9.7.14.4.1. Matrix Fragments for WMMA

Each thread in the warp holds a fragment of the matrix. The distribution of fragments loaded by the threads in a warp is unspecified and is target architecture dependent, and hence the identity of the fragment within the matrix is also unspecified and is target architecture dependent. The fragment returned by a wmma operation can be used as an operand for another wmma operation if the shape, layout and element type of the underlying matrix matches. Since fragment layout is architecture dependent, using the fragment returned by a wmma operation in one function as an operand for a wmma operation in a different function may not work as expected if the two functions are linked together but were compiled for different link-compatible SM architectures. Note passing wmma fragment to a function having .weak linkage is unsafe since at link time references to such function may get resolved to a function in different compilation module.

Each fragment is a vector expression whose contents are determined as follows.

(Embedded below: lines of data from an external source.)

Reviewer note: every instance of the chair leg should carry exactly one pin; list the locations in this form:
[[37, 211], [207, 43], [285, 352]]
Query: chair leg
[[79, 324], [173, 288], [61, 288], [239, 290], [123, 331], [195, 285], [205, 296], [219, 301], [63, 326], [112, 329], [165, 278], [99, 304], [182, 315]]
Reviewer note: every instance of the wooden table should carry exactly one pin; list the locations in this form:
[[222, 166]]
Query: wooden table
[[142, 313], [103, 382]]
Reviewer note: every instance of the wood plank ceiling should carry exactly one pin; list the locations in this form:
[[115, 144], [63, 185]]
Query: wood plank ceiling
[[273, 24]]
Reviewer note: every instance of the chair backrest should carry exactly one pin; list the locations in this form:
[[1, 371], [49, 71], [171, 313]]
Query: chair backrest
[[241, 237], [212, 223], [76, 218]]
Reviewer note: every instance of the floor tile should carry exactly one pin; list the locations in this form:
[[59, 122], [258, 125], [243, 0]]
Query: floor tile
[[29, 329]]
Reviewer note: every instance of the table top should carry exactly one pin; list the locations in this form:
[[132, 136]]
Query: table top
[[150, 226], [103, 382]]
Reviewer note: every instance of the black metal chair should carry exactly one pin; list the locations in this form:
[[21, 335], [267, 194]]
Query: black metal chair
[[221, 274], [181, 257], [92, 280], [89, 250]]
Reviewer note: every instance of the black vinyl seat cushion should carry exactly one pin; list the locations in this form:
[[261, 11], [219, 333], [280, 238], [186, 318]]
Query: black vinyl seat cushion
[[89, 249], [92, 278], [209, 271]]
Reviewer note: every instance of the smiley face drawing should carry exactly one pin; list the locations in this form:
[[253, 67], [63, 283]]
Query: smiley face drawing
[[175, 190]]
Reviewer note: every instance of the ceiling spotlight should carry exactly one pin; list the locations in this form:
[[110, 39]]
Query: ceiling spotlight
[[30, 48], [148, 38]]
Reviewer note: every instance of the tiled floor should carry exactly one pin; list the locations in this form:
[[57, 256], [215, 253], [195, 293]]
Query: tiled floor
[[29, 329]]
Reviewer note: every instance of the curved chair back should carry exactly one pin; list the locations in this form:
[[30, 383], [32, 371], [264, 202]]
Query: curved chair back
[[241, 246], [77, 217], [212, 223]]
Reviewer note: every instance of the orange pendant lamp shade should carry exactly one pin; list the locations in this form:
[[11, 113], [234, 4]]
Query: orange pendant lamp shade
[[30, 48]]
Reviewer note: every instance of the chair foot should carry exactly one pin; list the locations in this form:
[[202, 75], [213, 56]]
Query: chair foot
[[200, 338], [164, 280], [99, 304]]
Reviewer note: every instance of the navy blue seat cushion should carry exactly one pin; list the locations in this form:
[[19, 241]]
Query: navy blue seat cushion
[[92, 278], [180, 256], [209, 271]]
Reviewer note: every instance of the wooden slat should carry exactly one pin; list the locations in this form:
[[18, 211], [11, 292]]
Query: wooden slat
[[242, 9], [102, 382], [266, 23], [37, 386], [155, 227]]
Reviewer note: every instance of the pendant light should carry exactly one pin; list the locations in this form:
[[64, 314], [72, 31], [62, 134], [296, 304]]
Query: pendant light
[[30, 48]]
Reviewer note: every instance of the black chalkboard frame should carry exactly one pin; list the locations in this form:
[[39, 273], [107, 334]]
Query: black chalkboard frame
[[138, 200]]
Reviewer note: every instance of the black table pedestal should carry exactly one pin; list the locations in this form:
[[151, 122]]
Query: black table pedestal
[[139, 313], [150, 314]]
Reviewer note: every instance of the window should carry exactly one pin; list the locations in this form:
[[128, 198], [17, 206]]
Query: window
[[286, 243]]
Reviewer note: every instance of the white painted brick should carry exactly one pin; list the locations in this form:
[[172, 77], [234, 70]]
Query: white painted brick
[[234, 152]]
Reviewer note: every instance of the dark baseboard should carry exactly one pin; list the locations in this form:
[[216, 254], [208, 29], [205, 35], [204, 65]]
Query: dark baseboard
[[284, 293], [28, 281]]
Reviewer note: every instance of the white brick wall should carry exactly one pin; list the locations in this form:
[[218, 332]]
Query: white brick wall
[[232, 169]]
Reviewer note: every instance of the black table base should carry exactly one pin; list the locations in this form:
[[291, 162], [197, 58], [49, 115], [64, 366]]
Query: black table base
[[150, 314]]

The identity of individual matrix elements in the fragment is unspecified.

Integer fragments

Multiplicands (A or B):

`.atype` / `.btype`	Shape	Matrix	Fragment
`.u8` or `.s8`	`.m16n16k16`	A	A vector expression of two `.b32` registers, with each register containing four elements from the matrix.
		B	A vector expression of two `.b32` registers, with each register containing four elements from the matrix.
	`.m8n32k16`	A	A vector expression containing a single `.b32` register containing four elements from the matrix.
		B	A vector expression of four `.b32` registers, with each register containing four elements from the matrix.
	`.m32n8k16`	A	A vector expression of four `.b32` registers, with each register containing four elements from the matrix.
		B	A vector expression containing single `.b32` register, with each containing four elements from the matrix.

Accumulators (C or D):

`.ctype` / `.dtype`	Shape	Fragment
`.s32`	`.m16n16k16`	A vector expression of eight `.s32` registers.
	`.m8n32k16`	A vector expression of eight `.s32` registers.
	`.m32n8k16`	A vector expression of eight `.s32` registers.

Floating point fragments

Data-type	Matrix	Fragment
`.f16`	A or B	A vector expression of eight `.f16x2` registers.
`.f16`	C or D	A vector expression of four `.f16x2` registers.
`.f32`	C or D	A vector expression of eight `.f32` registers.

Floating point fragments for `.bf16` data format

Multiplicands (A or B):

`.atype`	Shape	Matrix	Fragment
`.bf16`	`.m16n16k16`	A	A vector expression of four `.b32` registers, with each register containing two elements from the matrix.
		B	A vector expression of four `.b32` registers, with each register containing two elements from the matrix.
	`.m8n32k16`	A	A vector expression containing a two `.b32` registers, with containing two elements from the matrix.
		B	A vector expression of eight `.b32` registers, with each register containing two elements from the matrix.
	`.m32n8k16`	A	A vector expression of eight `.b32` registers, with each register containing two elements from the matrix.
		B	A vector expression containing two `.b32` registers, with each containing two elements from the matrix.

Accumulators (C or D):

Data-type	Matrix	Fragment
`.f32`	C or D	A vector expression containing eight `.f32` registers.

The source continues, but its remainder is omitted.